*Note: Governor Abbott signed SB 4 into law on December 18, 2023. JRS/USA and JRS Mexico condemn this Texas state law that will further complicate efforts to respond to those seeking safety at the U.S.-Mexico border and cause harm to the immigrant community in Texas.
Jesuit Refugee Service/USA (JRS/USA) and Jesuit Refugee Service Mexico (JRS Mexico) express deep concern over anti-asylum legislation recently passed by the Texas state legislature and urge Governor Abbott to protect the rights of asylum seekers by vetoing it.
The legislation, Senate Bill (SB) 4, gives Texas enforcement officials the power to arrest, detain, and deport individuals they suspect may have entered the US irregularly. If signed into law, this would significantly challenge the US federal government’s authority to enforce immigration laws allowing Texas state officers to make indiscriminate arrests and Texas state judges to deport individuals.
“SB 4 severely undermines the legal rights of individuals and families seeking safety in the US,” said Joan Rosenhauer, President of JRS/USA. “We urge the Texas state government to work with the Biden administration to find humane solutions to address the needs of those arriving at the Texas-Mexico border. Collaboration is key to ensuring that the rights and wellbeing of people on the move are protected and that borders remain secure.”
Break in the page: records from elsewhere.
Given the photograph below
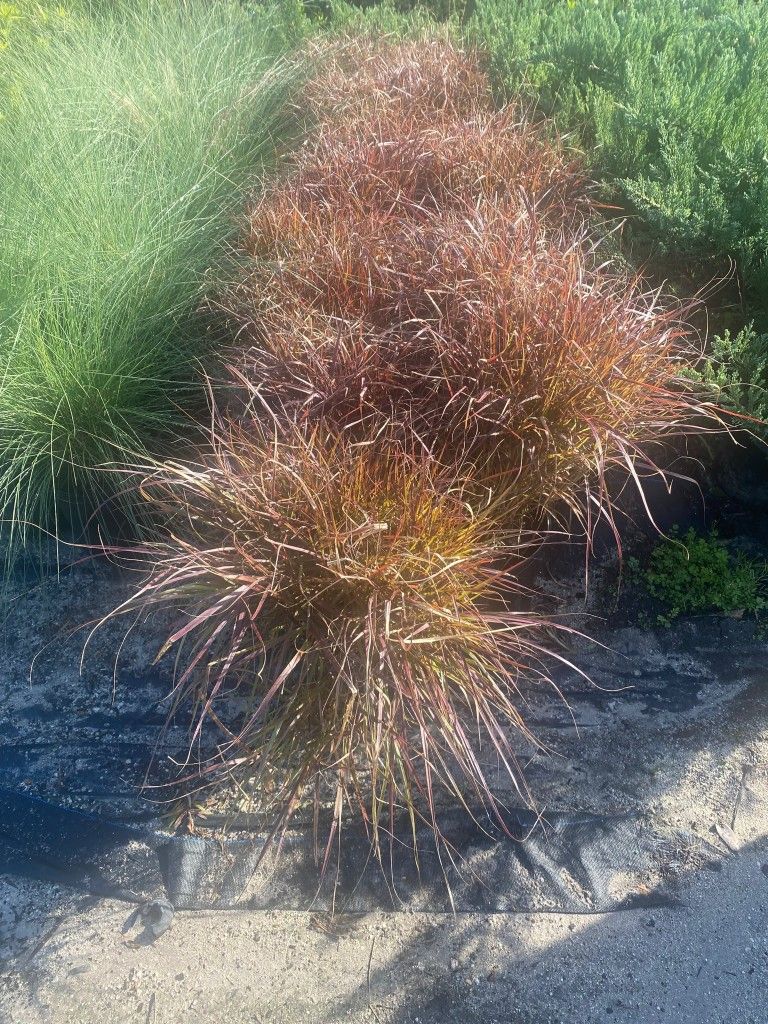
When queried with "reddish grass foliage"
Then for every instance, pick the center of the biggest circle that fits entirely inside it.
(359, 610)
(442, 361)
(432, 274)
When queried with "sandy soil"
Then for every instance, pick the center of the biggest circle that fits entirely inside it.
(678, 734)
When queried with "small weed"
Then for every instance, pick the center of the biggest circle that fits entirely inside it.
(696, 573)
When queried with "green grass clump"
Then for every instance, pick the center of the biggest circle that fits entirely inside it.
(669, 98)
(122, 155)
(696, 573)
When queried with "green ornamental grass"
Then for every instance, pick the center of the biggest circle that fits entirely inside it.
(123, 155)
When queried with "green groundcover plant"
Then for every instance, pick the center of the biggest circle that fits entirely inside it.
(697, 573)
(122, 156)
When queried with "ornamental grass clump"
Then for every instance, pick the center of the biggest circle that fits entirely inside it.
(347, 616)
(428, 267)
(431, 364)
(123, 155)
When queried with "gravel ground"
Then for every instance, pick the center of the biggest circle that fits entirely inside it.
(677, 733)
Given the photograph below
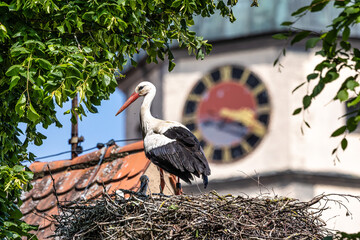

This legislation also challenges US-Mexico relations as the Mexican government has stated that it will not accept individuals deported from the state of Texas citing concerns over involuntary deportations and a lack of due process. Furthermore, there is concern that SB 4 will affect Mexican nationals that legally reside in the state of Texas due to the permission the legislation gives to state officers to arrest anyone they suspect may have entered the US irregularly.
“JRS Mexico expresses concern over the direct impact this legislation will have on migrants and asylum seekers who will face an increasingly risky environment in Texas: legal gaps in protection of their rights, the lack of an effective humanitarian response, and the failure of the state government to advance processes of social inclusion and stabilization for migrants and asylums seekers,” said William Ferney Gallo Numpaque, National Director of JRS Mexico. “In this context, we call for a focused response that is coherent, coordinated, and grounded in hospitality, and that promotes reconciliation, which is essential to overcome discrimination and xenophobia.”
In the US-Mexico border region, the policies of one country will affect the other. Both JRS/USA and JRS Mexico are concerned that the detention and deportation processes included in SB 4 violate the right to international protection of people seeking safety and will impact communities receiving those who have been deported.
As a binational response to current realities at the border, JRS/USA and JRS Mexico accompany migrants and asylum seekers in El Paso and Ciudad Juarez by providing mental health and psychosocial support and legal services. The State of Texas’s proposed anti-asylum legislation will have a devastating impact on those on both sides of the border. JRS/USA and JRS Mexico urge Governor Abbott to veto SB 4.